A serial entrepreneur, Carter had banked with larger, national institutions for her previous businesses. But for her latest venture, she wanted a bank with a nearby branch. The closest Comerica office is less than a mile from her shop, which opened in September 2022.
“It’s still a big bank, but I wanted a place where I could go and they knew who I was,” she says.
She tapped into the Co-Op program to score free advertising at Dallas Mavericks and Dallas Stars games, as well as on a screen in the lobby of Comerica Bank Tower.
Carter acknowledges that she can’t establish a direct link between the ads and an increase in customers.
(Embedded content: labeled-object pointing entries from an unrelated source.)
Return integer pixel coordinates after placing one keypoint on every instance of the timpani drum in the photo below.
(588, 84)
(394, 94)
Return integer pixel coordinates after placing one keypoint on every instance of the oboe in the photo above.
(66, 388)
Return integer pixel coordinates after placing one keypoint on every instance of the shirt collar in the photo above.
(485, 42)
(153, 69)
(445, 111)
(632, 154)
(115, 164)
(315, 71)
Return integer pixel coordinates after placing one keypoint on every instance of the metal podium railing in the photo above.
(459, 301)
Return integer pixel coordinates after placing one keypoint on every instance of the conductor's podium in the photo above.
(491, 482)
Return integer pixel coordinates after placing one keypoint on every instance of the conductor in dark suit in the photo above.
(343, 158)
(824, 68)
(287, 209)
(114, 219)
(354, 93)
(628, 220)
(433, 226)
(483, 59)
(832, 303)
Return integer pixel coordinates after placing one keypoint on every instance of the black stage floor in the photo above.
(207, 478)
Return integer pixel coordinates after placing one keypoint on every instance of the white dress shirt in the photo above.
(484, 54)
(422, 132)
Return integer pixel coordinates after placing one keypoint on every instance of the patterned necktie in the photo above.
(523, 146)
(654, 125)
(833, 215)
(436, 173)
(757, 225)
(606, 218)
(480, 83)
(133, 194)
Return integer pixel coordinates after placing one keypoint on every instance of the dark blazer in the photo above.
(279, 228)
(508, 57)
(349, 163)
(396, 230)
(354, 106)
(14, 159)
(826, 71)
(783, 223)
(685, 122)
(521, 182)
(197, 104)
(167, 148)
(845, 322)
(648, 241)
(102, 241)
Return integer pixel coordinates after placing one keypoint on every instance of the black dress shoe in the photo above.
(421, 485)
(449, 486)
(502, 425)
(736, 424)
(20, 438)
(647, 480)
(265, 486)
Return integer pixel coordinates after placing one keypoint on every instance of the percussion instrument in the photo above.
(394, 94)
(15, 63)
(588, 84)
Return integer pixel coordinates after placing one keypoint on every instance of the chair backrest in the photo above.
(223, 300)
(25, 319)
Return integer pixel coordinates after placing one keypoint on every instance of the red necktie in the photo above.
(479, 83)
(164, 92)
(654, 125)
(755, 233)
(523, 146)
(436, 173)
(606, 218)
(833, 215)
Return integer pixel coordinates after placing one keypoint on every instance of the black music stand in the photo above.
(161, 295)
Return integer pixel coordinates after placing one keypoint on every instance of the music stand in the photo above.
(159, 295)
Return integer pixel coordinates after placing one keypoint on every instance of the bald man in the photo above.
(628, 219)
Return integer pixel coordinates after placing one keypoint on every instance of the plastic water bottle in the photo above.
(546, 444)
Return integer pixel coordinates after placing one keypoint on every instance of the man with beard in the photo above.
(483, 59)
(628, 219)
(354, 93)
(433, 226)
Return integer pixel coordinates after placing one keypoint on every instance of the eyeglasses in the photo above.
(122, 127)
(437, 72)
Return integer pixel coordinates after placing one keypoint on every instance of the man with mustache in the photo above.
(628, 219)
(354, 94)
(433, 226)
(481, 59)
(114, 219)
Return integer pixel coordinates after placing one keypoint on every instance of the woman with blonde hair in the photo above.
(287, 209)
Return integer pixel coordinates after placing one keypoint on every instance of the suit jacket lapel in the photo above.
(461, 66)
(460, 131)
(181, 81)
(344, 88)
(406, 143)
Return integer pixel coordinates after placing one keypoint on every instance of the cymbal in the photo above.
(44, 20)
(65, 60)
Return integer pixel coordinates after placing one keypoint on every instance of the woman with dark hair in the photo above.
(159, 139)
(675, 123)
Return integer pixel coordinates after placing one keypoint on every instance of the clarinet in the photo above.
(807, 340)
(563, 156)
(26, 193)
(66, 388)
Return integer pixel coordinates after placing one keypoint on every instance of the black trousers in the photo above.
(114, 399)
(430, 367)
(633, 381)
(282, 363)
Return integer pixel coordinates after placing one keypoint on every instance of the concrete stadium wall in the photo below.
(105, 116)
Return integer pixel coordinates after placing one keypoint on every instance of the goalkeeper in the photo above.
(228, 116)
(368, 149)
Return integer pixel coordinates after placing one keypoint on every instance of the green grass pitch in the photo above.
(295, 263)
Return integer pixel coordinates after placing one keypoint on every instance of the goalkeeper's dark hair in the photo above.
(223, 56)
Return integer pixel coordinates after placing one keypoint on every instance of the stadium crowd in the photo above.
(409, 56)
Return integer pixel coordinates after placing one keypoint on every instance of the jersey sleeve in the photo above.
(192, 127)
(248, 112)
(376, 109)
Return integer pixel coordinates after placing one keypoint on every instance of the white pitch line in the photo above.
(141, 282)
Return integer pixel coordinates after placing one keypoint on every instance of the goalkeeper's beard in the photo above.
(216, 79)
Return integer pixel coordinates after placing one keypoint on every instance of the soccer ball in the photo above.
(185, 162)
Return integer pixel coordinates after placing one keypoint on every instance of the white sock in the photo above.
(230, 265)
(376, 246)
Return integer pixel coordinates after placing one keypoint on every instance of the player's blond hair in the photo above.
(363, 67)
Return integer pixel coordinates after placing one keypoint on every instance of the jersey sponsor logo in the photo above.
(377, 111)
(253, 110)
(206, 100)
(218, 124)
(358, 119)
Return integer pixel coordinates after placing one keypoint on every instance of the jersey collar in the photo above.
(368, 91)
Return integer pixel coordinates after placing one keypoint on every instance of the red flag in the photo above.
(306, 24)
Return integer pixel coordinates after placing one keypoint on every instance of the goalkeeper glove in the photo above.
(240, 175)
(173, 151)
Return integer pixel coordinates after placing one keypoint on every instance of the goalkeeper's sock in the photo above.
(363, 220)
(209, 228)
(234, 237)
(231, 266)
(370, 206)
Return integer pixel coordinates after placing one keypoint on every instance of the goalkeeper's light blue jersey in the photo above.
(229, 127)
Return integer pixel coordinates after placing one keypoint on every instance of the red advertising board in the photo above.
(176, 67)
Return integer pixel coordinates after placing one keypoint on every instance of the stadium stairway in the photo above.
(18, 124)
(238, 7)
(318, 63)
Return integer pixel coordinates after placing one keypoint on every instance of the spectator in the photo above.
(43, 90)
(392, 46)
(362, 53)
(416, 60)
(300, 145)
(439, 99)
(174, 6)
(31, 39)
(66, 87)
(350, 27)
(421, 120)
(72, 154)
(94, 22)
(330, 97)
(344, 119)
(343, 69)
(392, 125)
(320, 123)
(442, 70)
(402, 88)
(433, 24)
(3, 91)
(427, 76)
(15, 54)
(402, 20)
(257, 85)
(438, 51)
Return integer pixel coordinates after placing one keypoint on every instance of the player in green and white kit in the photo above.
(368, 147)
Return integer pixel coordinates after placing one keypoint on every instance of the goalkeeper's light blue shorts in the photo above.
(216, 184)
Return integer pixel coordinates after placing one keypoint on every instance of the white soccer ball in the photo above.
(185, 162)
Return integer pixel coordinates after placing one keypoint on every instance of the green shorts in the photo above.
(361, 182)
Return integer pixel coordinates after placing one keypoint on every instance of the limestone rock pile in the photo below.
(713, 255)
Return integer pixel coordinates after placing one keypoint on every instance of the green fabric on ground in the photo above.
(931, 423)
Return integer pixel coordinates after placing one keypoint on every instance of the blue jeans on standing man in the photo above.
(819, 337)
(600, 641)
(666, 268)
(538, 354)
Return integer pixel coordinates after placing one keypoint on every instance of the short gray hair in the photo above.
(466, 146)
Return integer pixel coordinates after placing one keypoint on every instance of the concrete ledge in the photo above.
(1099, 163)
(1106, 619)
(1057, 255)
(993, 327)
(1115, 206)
But, she says, “It’s still just really cool, especially for someone like me who’s building a brand with the intent of hopefully franchising.”When Carter posted pictures of the ads on social media, they generated more of a response than most of her other posts, she says. “There’s constantly pressure to post something engaging that people want to click and comment on. So, certainly, that was worth it right there.”
But it is not just high-profile advertising and other perks that have impressed Carter. She also enjoys Comerica’s openness to her small business. A banker at her branch, for example, helped her apply for a business credit card, even though her company was brand new. Others had told her she should wait at least a year.
“I didn’t need the money, per se, because we were getting ready to open,” says Carter, noting she had tapped into her retirement account and personal credit cards for startup costs. “But I really wanted to start establishing credit for the business.”
People have recommended she divide her business among multiple banks. But for now, she is content to stay with Comerica, where she also has business checking and savings accounts. “I’m really happy with where I am and especially the expanded services with the Co-Op.”